I had an extremely validating conference call this afternoon. For the past two weeks or so I've been poking away at my computer, forcing myself to generate code that might work to turn out numbers that might be vaguely relevant or useful or correct. If this sounds like the wrong way to do research, welcome to data triangulation. We look at lots of numbers and try to pull out something meaningful from them.

Problem is, I've never been trained in triangulation -- I'd never even heard the word in this context before my first meeting with my thesis advisor. I figured someone would clearly explain to me how the process works in time for me to present the findings of said triangulation to a high-level group of researchers here.

So far nothing has become a whole lot clearer, and I'm on my own for the presentation, which is next week. The main higher-up on the project, though, R, always seems to have something in his head. He's said several times that we'll need to "take it to The Next Level" with the help of analysts at UCSF, which drives me crazy because this project, as my master's thesis, should mostly be done by me.
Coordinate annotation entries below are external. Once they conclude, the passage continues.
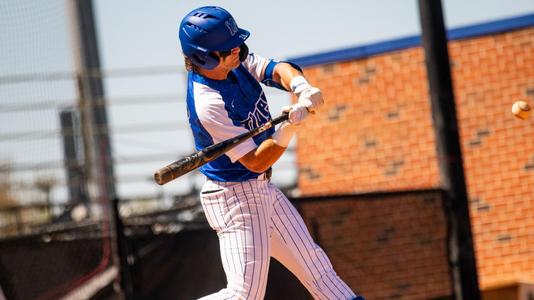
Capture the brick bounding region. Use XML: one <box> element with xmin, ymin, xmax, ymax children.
<box><xmin>297</xmin><ymin>28</ymin><xmax>534</xmax><ymax>292</ymax></box>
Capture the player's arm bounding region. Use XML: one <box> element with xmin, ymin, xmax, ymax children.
<box><xmin>239</xmin><ymin>109</ymin><xmax>309</xmax><ymax>173</ymax></box>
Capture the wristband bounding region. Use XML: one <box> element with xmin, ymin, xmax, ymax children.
<box><xmin>271</xmin><ymin>121</ymin><xmax>296</xmax><ymax>148</ymax></box>
<box><xmin>289</xmin><ymin>75</ymin><xmax>311</xmax><ymax>95</ymax></box>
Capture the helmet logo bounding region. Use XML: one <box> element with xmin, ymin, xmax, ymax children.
<box><xmin>224</xmin><ymin>18</ymin><xmax>237</xmax><ymax>36</ymax></box>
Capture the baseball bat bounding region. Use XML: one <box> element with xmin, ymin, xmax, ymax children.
<box><xmin>154</xmin><ymin>113</ymin><xmax>288</xmax><ymax>185</ymax></box>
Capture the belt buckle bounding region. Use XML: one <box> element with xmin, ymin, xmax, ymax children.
<box><xmin>258</xmin><ymin>168</ymin><xmax>273</xmax><ymax>180</ymax></box>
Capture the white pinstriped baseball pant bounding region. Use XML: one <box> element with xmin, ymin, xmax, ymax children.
<box><xmin>200</xmin><ymin>179</ymin><xmax>363</xmax><ymax>300</ymax></box>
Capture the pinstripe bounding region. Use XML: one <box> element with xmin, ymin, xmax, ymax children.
<box><xmin>284</xmin><ymin>192</ymin><xmax>351</xmax><ymax>297</ymax></box>
<box><xmin>249</xmin><ymin>180</ymin><xmax>270</xmax><ymax>298</ymax></box>
<box><xmin>276</xmin><ymin>190</ymin><xmax>354</xmax><ymax>297</ymax></box>
<box><xmin>220</xmin><ymin>193</ymin><xmax>238</xmax><ymax>273</ymax></box>
<box><xmin>275</xmin><ymin>193</ymin><xmax>328</xmax><ymax>298</ymax></box>
<box><xmin>241</xmin><ymin>186</ymin><xmax>256</xmax><ymax>299</ymax></box>
<box><xmin>278</xmin><ymin>192</ymin><xmax>344</xmax><ymax>295</ymax></box>
<box><xmin>229</xmin><ymin>189</ymin><xmax>248</xmax><ymax>274</ymax></box>
<box><xmin>243</xmin><ymin>183</ymin><xmax>263</xmax><ymax>299</ymax></box>
<box><xmin>202</xmin><ymin>180</ymin><xmax>354</xmax><ymax>299</ymax></box>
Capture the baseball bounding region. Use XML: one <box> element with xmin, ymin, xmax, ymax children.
<box><xmin>512</xmin><ymin>101</ymin><xmax>530</xmax><ymax>120</ymax></box>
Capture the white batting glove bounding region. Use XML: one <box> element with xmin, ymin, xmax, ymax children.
<box><xmin>289</xmin><ymin>76</ymin><xmax>324</xmax><ymax>112</ymax></box>
<box><xmin>282</xmin><ymin>103</ymin><xmax>310</xmax><ymax>125</ymax></box>
<box><xmin>298</xmin><ymin>87</ymin><xmax>324</xmax><ymax>112</ymax></box>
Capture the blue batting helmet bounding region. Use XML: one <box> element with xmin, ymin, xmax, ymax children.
<box><xmin>178</xmin><ymin>6</ymin><xmax>250</xmax><ymax>70</ymax></box>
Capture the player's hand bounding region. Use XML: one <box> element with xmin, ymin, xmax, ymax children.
<box><xmin>282</xmin><ymin>103</ymin><xmax>310</xmax><ymax>125</ymax></box>
<box><xmin>298</xmin><ymin>86</ymin><xmax>324</xmax><ymax>113</ymax></box>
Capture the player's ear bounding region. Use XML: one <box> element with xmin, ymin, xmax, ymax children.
<box><xmin>239</xmin><ymin>43</ymin><xmax>248</xmax><ymax>62</ymax></box>
<box><xmin>208</xmin><ymin>52</ymin><xmax>221</xmax><ymax>63</ymax></box>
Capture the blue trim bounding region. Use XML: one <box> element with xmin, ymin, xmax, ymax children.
<box><xmin>288</xmin><ymin>14</ymin><xmax>534</xmax><ymax>67</ymax></box>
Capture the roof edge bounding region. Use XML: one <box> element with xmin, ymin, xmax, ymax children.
<box><xmin>287</xmin><ymin>13</ymin><xmax>534</xmax><ymax>67</ymax></box>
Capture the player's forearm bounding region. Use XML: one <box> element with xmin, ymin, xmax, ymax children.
<box><xmin>239</xmin><ymin>139</ymin><xmax>286</xmax><ymax>173</ymax></box>
<box><xmin>273</xmin><ymin>62</ymin><xmax>302</xmax><ymax>91</ymax></box>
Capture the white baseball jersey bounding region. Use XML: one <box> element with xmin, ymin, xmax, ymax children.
<box><xmin>187</xmin><ymin>54</ymin><xmax>363</xmax><ymax>300</ymax></box>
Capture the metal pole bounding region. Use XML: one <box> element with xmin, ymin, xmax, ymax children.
<box><xmin>59</xmin><ymin>108</ymin><xmax>89</xmax><ymax>208</ymax></box>
<box><xmin>67</xmin><ymin>0</ymin><xmax>116</xmax><ymax>202</ymax></box>
<box><xmin>418</xmin><ymin>0</ymin><xmax>480</xmax><ymax>300</ymax></box>
<box><xmin>66</xmin><ymin>0</ymin><xmax>124</xmax><ymax>298</ymax></box>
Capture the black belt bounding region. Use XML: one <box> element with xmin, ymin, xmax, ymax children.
<box><xmin>258</xmin><ymin>168</ymin><xmax>273</xmax><ymax>180</ymax></box>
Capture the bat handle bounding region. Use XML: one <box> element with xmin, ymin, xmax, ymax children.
<box><xmin>271</xmin><ymin>111</ymin><xmax>289</xmax><ymax>126</ymax></box>
<box><xmin>154</xmin><ymin>167</ymin><xmax>175</xmax><ymax>185</ymax></box>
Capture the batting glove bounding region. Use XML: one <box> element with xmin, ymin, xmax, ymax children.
<box><xmin>282</xmin><ymin>103</ymin><xmax>310</xmax><ymax>125</ymax></box>
<box><xmin>289</xmin><ymin>76</ymin><xmax>324</xmax><ymax>112</ymax></box>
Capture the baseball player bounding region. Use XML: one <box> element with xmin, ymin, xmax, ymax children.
<box><xmin>179</xmin><ymin>6</ymin><xmax>363</xmax><ymax>299</ymax></box>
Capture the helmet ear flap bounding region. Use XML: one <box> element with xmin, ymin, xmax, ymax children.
<box><xmin>190</xmin><ymin>52</ymin><xmax>220</xmax><ymax>70</ymax></box>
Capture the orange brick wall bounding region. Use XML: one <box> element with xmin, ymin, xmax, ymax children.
<box><xmin>295</xmin><ymin>191</ymin><xmax>452</xmax><ymax>300</ymax></box>
<box><xmin>297</xmin><ymin>28</ymin><xmax>534</xmax><ymax>287</ymax></box>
Which is why it was so nice to speak to said analysts today, in a call that R missed, and learn that "The Next Level" appears to be a nebulous area existing only in R's head. The first few minutes of the call went something like this:

UCSF: "So, did you and R get a chance to talk on Wednesday?"
Me: "Yeah, we went over some scheduling issues and he gave me some tips for the presentation, but I was hoping he'd be on this call. He wants your help in taking it to the Next Level."
UCSF: "Yeah, so about that Next Level... do you have any idea what he's taking about? Because, the level you're at now... that's about the level we can work at."

Which is so great to hear. Because after 2 weeks of battling it out with Stata (and constantly checking friends' blogs and celebrity blogs), it seems that maybe I do have good instincts in this whole data analysis thing. Not that a trained professional couldn't do it 10 times faster, but I think I'm coming out with about the same results that an MPH on the project might, via the same logical routes that my thoughts have been taking over the past 2 weeks. I may not have the organization or confidence or refinement of a seasoned professional, but at least I feel that I could someday.

So I'll let you know when I've reached The Next Level, but for now I'm happy on this one.

Thursday, August 7, 2008

Procrastination, the brain, and celebrity fluff

So it's down to the wire in my time spent working in Mozambique, and all I can do is watch bad romantic comedies and compulsively update my useless celebrity expertise on perezhilton.com. What I should be doing, and what I can press myself to do for vast, uh, minutes on end, is analyzing the 9 datasets that make up the material of the triangulation project. But it seems that my brain has become overwhelmed. With each passing day spent staring at the computer screen, my fingers are getting clumsier, my mind slower, and my capacity for concentration shorter.

I put a romantic comedy on as I fell asleep last night, because my brain's craving for them is like a late-night ice cream craving. There was a moment when I drifted off to sleep and was only conscious of a stream of numbers.... 40.0, 11.1, 12.5 -- of the type I'd been endlessly keying into an excel spreadsheet earlier that day. The number streams seem to be causing stress on my neuronal connections, causing these poor cells to beg for Jennifer Aniston and her sister's wedding. I've even started watching the second-rate American shows that a Brazilian channel here broadcasts; shows I had never heard of and would never watch in the States, but which make it here maybe because of low syndication fees, because they give my mind the idiocy fix it needs.

I've never had such severe concentration problems, but then again I've never required such heavy, numbers-oriented concentration before. Another problem may be that I'm on my own with the work here, and I'm never sure if what I'm doing is productive or even correct. So there's probably some fear of failure mixed in with the cognitive overload, conspiring to put my mental output at about zero. I don't know whether to push on or give in and raid my roommate's DVD collection.